1. My Korean Deli, by Ben Ryder Howe
2. Unfamiliar Fishes, by Sarah Vowell
3. Look me in the Eye, by John Elder Robison
4. Uprising: How Wisconsin Renewed the Politics of Protest, from Madison to Wall Street , by John Nichols
5. The Sneaky Book for Boys, by Cy Tymony
The past present, and future of author events are on the bestseller list today. Vowell's had some residue sales over week two, while Howe and Tymony were writers at the UWM Spring Writers' Festival. One of our customers has assured me that we are due for an event with John Nicols any minute, but the one that is booked is John Elder Robison, who is coming for the paperback of Be Different this coming Thursday, March 22, 7 pm.
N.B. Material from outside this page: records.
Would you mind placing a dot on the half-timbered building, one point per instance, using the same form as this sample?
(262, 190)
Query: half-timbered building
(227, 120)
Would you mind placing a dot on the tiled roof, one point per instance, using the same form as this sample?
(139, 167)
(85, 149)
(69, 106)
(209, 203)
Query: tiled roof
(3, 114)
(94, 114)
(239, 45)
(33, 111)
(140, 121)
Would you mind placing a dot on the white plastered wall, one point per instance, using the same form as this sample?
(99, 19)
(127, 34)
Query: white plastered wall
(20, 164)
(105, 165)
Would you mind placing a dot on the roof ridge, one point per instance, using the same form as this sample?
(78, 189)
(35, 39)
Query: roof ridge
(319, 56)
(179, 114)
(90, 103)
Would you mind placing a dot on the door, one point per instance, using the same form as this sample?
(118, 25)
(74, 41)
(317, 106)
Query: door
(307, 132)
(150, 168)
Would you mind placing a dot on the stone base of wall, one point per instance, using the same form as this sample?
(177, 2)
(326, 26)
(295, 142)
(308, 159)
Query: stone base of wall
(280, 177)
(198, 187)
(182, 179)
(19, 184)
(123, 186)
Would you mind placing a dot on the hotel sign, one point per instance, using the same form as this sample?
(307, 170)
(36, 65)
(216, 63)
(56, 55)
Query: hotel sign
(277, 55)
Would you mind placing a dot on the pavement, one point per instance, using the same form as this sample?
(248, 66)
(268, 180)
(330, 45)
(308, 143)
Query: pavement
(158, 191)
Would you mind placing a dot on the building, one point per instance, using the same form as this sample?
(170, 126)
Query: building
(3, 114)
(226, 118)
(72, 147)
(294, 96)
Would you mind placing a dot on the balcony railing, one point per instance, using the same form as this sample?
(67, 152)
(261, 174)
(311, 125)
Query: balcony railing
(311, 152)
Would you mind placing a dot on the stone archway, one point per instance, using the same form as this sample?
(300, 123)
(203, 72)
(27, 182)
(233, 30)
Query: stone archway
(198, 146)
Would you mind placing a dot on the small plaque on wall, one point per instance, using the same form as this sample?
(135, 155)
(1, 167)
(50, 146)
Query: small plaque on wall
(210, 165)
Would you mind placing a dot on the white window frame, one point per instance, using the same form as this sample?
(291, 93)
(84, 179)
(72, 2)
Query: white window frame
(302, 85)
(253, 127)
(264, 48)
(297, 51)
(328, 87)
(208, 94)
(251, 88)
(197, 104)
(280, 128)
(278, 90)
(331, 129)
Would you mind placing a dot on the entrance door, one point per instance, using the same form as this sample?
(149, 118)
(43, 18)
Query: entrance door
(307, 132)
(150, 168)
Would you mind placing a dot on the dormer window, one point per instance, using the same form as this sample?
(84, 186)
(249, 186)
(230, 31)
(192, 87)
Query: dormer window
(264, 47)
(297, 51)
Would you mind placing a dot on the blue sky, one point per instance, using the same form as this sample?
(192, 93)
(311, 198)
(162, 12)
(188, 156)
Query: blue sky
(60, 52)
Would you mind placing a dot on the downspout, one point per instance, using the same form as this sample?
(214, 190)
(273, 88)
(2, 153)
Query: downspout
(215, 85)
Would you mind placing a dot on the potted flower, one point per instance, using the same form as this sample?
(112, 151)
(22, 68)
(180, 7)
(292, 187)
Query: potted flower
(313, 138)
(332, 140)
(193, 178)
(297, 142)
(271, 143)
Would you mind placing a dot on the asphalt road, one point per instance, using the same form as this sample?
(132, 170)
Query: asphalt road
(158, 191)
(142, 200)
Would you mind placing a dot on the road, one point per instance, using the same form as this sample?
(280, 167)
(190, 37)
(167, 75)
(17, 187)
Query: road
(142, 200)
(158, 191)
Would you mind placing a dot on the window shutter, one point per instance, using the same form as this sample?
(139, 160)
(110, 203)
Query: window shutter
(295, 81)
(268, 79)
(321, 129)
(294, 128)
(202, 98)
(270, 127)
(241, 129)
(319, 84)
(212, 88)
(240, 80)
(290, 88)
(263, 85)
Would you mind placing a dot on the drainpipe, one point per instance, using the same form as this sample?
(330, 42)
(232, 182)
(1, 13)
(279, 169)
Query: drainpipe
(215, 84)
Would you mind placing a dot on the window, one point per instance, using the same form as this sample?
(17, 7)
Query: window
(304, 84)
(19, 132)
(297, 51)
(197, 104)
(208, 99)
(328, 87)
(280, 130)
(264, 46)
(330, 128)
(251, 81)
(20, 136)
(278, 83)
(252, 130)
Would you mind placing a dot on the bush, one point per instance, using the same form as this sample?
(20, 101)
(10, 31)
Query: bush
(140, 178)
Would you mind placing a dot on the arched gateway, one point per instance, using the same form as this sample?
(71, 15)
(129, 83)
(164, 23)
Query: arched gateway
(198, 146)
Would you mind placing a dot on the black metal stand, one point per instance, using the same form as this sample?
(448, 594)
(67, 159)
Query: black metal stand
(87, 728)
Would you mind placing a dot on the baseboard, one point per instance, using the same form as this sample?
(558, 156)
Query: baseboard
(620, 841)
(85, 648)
Tickets are $5 and as a fundraiser for Autism Speaks, all the ticket proceeds are going to this organization. You can buy your ticket here. I know I pictured Be Different instead of Look me in the Eye, which was actually the book on the bestseller list, but hey, I want to plug the new book.
Books for Kids:
1. The Hunger Games, by Suzanne Collins
2. 39 Clues: Cahills V. Vespers #3: Dead of Night, by Peter Lerangis
3. Catching Fire, by Suzanne Collins
4. The Legend of Diamond Lil, by Doreen Cronin
5. The Trouble with Chickens, by Doreen Cronin
Even this week's author events could not overcome the juggernaut that is The Hunger Games and its film release. I was excited to see Stanley Tucci with blue hair. Did I mention that Peter Lerangis worked at the Melody Top Theatre in his past? Ah, memories!
What might hit next week? Let's check the Journal Sentinel for clues. Carol Barrowman's mystery roundup is highlighted by Owen Laukkanen's debut novel, The Professionals, about a band of would-be kidnappers chased by both the FBI and the mov, which she notes deserves the high praise it's getting.
I forgot to give a shout out last week to a feature review of Half Blood Blues from Esi Edugyan. I'd feel remiss if we didn't mention this paperback original about jazz musicans in World War II. The novel has been shortlisted for a number of nominations, including the Man Booker, and it won the beloved Giller Prize of Canada. I belove it, at least.